Location: Microsoft 365 Admin Center > Settings > Org settings > Services > Self-service trials and purchases

The Self-service trials and purchases page displays all products eligible for self-service in your organization. For each product, you can configure one of three options:

  1. Allow: Users can both start trials AND purchase the product
  2. Allow for trials only: Users can start trials but cannot make purchases (requires admin approval to convert)
  3. Do not allow: Both trials and purchases are blocked entirely

Microsoft manages self-service controls on a per-product basis. There is no single switch to disable all self-service capabilities tenant-wide. You must configure each product individually.

For Microsoft 365 Copilot and related AI services, the recommended security posture is: Do not allow

This configuration:

  • Blocks users from buying Microsoft 365 Copilot without IT approval
  • Prevents individual purchases that bypass security review
  • Ensures all Microsoft 365 Copilot deployments follow your organization’s AI governance framework
  • Maintains centralized license management and cost control

When self-service purchase is enabled, users attempting to acquire Microsoft 365 Copilot proceed directly to the checkout flow. 

image 1: User purchasing a Microsoft Copilot license

When self-service purchase is disabled, users attempting to acquire Microsoft 365 Copilot encounter a blocking message during the checkout flow. 

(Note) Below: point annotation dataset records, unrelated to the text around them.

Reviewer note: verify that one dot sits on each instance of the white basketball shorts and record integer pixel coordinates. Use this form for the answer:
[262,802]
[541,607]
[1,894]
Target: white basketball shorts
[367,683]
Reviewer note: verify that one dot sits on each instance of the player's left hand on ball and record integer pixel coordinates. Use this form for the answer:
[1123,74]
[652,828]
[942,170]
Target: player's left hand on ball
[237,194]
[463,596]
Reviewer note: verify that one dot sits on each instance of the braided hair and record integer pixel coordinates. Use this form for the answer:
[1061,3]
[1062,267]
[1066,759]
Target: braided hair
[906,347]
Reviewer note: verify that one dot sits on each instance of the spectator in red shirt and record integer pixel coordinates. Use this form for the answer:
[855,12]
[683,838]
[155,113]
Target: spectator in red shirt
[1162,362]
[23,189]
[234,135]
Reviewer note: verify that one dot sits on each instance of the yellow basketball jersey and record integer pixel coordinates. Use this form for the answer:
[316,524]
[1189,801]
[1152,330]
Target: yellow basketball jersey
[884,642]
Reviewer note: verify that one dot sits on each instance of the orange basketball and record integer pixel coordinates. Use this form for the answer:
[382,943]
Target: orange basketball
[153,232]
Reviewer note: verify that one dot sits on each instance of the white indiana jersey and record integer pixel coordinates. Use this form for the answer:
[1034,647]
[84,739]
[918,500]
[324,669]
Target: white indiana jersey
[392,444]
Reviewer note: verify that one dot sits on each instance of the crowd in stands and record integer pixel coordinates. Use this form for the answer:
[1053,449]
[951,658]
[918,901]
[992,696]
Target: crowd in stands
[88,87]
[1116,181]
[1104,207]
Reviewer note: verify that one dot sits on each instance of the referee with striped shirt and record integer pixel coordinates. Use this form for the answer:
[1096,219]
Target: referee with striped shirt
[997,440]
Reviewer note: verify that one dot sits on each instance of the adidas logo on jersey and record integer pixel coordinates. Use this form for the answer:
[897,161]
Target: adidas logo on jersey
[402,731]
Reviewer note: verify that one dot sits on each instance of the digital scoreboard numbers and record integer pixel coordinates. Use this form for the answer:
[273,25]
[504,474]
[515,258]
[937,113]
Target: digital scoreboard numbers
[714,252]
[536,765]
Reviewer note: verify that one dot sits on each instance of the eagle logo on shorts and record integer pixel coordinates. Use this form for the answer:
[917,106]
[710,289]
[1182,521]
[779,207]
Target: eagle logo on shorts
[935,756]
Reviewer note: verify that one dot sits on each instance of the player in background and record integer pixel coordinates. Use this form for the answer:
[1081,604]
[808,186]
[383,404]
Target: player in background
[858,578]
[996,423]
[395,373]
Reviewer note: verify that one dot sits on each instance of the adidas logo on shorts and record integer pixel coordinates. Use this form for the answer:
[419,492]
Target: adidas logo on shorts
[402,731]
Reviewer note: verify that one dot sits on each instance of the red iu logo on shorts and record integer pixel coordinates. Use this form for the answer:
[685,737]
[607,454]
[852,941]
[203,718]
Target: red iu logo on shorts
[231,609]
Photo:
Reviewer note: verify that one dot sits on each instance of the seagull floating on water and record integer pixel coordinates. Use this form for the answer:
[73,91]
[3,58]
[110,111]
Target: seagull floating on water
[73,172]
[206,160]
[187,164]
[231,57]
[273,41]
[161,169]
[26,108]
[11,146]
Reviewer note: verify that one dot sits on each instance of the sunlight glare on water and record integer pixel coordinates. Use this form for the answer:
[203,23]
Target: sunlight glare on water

Image 2: User blocked from purchasing a Microsoft Copilot license

Conclusion

The Self-service trials and purchases setting is your first line of defense in controlling not just Microsoft 365 Copilot adoption, but all self-service capable products within your organization. By configuring this setting to “Do not allow“, you prevent users from independently acquiring licenses with their personal credit cards, a scenario that creates shadow IT deployments outside your security governance framework.

Organizations must evaluate their tolerance for self-service purchases across the entire Microsoft product portfolio. Products like Power BI Pro, Power Apps, Visio, and dozens of other services are also eligible for self-service purchase. Each product represents a potential governance gap where users can bypass procurement processes, introduce unvetted tools, and create compliance risks.

Microsoft enables this capability by default for new products, requiring proactive configuration rather than reactive management. Without centralized control, users can purchase access within minutes, immediately gaining access to organizational data and creating integration points that may conflict with security policies, data classification requirements, or compliance frameworks.

This single setting, applied strategically across your product portfolio, transforms software acquisition from an uncontrolled user-driven process into a managed IT initiative where every license assignment follows your organization’s governance policies, data protection requirements, and security standards.

Recommended action: Navigate to Microsoft 365 Admin Center > Settings > Org settings > Self-service trials and purchases. Review the complete list of products available for self-service purchase and determine which products align with your organization’s risk tolerance. At minimum, set Microsoft 365 Copilot to “Do not allow” today. Consider extending this control to other high-risk or high-cost products based on your organization’s procurement and governance requirements.